Dans un contexte économique marqué par la cherté de la vie, la quête effrénée de signatures par certains dotés de moyens financiers a transformé la campagne de collecte en marché politique clandestin. Et, en banlieue de Dakar, pour des populations acculées par la précarité sociale, le parrainage est devenu un gagne-pain. Reportage …
A première vue, l’effervescence autour de la luxueuse maison renvoie à une cérémonie festive. A la devanture, deux vigiles en tenues identiques, s’efforcent d’imposer une discrétion. En vain ! Venu de Guédiawaye, un groupe de femmes tente de se frayer un chemin parmi les autres pour accéder à la demeure. S’impose une bousculade devant l’étroite porte d’entrée. L’appel du parrainage monnayé est passé par-là. Habitante des Parcelles assainies, Khady Mbow, qui a rallié très tôt la Cité Aliou Sow de Golf Sud, vient de s’extraire de la foule, les 5 000 FCFA en pochette. «J’ai juste donné ma pièce d’identité. Ils ont recopié puis m’ont remis l’argent. Ce n’est pas une grande somme mais ça peut régler certains de mes besoins», lâche-t-elle, pressée de retrouver ses enfants dont un «nourrisson».

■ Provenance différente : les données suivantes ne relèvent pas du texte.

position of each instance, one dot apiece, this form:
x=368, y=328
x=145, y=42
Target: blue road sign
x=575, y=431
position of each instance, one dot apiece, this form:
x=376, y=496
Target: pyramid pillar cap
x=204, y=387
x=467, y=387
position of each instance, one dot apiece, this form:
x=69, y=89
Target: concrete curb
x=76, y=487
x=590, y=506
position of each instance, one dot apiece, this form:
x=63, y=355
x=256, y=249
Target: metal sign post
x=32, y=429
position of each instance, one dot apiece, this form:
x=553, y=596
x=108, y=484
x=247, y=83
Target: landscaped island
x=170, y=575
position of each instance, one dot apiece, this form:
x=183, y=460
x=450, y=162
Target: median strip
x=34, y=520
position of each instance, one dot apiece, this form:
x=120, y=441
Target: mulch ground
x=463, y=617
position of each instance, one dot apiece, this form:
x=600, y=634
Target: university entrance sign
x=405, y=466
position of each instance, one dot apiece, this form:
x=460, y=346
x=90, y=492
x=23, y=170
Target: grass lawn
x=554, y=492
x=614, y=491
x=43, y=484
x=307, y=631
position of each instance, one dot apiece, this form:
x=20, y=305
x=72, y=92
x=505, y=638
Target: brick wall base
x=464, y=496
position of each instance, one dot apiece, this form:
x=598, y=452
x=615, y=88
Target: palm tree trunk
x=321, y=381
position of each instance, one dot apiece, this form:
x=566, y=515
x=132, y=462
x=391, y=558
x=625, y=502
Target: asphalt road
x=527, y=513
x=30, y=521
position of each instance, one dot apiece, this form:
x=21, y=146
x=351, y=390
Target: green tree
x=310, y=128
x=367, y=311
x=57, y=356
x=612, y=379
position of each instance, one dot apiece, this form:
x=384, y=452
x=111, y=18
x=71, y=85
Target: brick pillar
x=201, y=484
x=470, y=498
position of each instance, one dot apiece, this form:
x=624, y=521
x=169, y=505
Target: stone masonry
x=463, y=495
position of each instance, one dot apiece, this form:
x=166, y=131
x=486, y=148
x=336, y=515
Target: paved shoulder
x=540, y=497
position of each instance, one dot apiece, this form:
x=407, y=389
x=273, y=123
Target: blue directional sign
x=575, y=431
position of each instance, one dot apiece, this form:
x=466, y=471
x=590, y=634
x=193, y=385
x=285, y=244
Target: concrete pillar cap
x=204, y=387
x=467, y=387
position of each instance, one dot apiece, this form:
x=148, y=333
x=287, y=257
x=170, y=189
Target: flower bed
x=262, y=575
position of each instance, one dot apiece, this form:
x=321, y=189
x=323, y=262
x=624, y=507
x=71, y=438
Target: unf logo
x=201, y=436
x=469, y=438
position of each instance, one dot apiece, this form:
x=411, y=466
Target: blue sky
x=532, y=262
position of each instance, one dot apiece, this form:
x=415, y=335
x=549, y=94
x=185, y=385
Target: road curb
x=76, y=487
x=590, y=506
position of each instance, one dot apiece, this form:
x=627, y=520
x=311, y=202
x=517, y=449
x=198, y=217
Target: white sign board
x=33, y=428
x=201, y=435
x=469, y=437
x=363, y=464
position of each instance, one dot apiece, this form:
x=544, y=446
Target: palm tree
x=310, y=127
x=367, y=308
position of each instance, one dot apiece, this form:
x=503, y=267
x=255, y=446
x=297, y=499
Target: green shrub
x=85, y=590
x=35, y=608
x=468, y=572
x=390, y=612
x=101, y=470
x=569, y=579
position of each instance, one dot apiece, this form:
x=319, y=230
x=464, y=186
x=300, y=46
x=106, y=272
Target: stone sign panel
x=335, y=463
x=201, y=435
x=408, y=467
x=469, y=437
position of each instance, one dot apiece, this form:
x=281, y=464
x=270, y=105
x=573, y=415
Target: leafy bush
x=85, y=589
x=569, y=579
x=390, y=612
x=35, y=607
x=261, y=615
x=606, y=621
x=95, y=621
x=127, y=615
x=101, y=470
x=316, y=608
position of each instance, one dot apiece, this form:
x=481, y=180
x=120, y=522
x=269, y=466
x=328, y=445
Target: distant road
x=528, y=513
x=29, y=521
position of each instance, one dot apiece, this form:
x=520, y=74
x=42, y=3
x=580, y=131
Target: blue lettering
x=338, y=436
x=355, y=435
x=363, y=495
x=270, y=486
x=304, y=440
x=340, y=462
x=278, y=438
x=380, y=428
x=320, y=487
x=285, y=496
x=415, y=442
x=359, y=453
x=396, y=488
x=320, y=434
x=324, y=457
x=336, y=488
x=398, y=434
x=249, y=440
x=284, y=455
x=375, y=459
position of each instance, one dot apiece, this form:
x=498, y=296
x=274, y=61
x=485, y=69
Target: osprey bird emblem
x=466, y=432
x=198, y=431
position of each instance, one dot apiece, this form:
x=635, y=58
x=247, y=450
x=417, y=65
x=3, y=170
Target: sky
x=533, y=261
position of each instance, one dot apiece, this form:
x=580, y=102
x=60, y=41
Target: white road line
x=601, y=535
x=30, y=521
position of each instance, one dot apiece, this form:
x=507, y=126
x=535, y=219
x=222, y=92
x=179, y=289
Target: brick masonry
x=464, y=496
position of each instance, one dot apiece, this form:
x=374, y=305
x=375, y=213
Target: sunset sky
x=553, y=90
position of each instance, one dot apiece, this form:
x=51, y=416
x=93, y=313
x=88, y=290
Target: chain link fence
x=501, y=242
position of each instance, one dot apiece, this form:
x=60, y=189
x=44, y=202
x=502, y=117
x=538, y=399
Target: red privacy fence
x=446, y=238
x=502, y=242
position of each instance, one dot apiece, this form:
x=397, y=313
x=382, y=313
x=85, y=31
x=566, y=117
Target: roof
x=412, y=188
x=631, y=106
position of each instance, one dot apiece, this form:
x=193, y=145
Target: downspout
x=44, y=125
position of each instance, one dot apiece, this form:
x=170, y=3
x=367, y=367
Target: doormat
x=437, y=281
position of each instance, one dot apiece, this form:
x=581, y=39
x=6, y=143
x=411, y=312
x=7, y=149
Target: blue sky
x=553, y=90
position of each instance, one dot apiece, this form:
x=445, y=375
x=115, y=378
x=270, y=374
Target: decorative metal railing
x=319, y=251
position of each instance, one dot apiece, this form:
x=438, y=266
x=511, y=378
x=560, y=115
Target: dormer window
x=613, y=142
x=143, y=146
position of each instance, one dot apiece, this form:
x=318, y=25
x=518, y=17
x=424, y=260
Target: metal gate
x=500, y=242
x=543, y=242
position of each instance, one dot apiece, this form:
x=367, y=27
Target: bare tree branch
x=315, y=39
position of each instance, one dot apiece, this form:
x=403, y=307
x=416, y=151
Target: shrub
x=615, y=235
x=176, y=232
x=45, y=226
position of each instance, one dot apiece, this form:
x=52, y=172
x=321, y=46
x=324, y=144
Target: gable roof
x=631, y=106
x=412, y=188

Présidente d’une association féminine, Mère Th., la cinquantaine, a convoyé ses camarades pour un parrainage groupé en contrepartie d’une somme faramineuse. Histoire de se faciliter la tâche, elle s’est vue obliger de constituer un groupe WhatsApp dans lequel elle donne les consignes. «Nous ne parrainons pas individuellement. Après avoir échangé avec le représentant du candidat, je tiens une réunion avec mes amies. Si on tombe d’accord sur le montant à donner au groupement, nous venons ensuite le soutenir avec nos cartes d’identité. Car c’est une façon aussi pour nous de renforcer la caisse du groupe», explique-t-elle. Père de famille, en proie au fardeau social, Karim Sène est dans le lot des marchands de signatures. Après une première transaction réussie pour le compte d’un premier candidat, l’homme n’a pas hésité à maintenir les termes de son échange dans le même circuit. «Je ne suis pas dans ces histoires de militants. Parce que je trouve que les politiciens sont tous les mêmes. C’est pourquoi même si un troisième se présente, ma carte est là. Sauf que je ne compte pas le faire gratuitement. Car de la même manière qu’ils ont leur besoin de parrains, j’ai moi aussi des charges qui m’attendent», compare-t-il.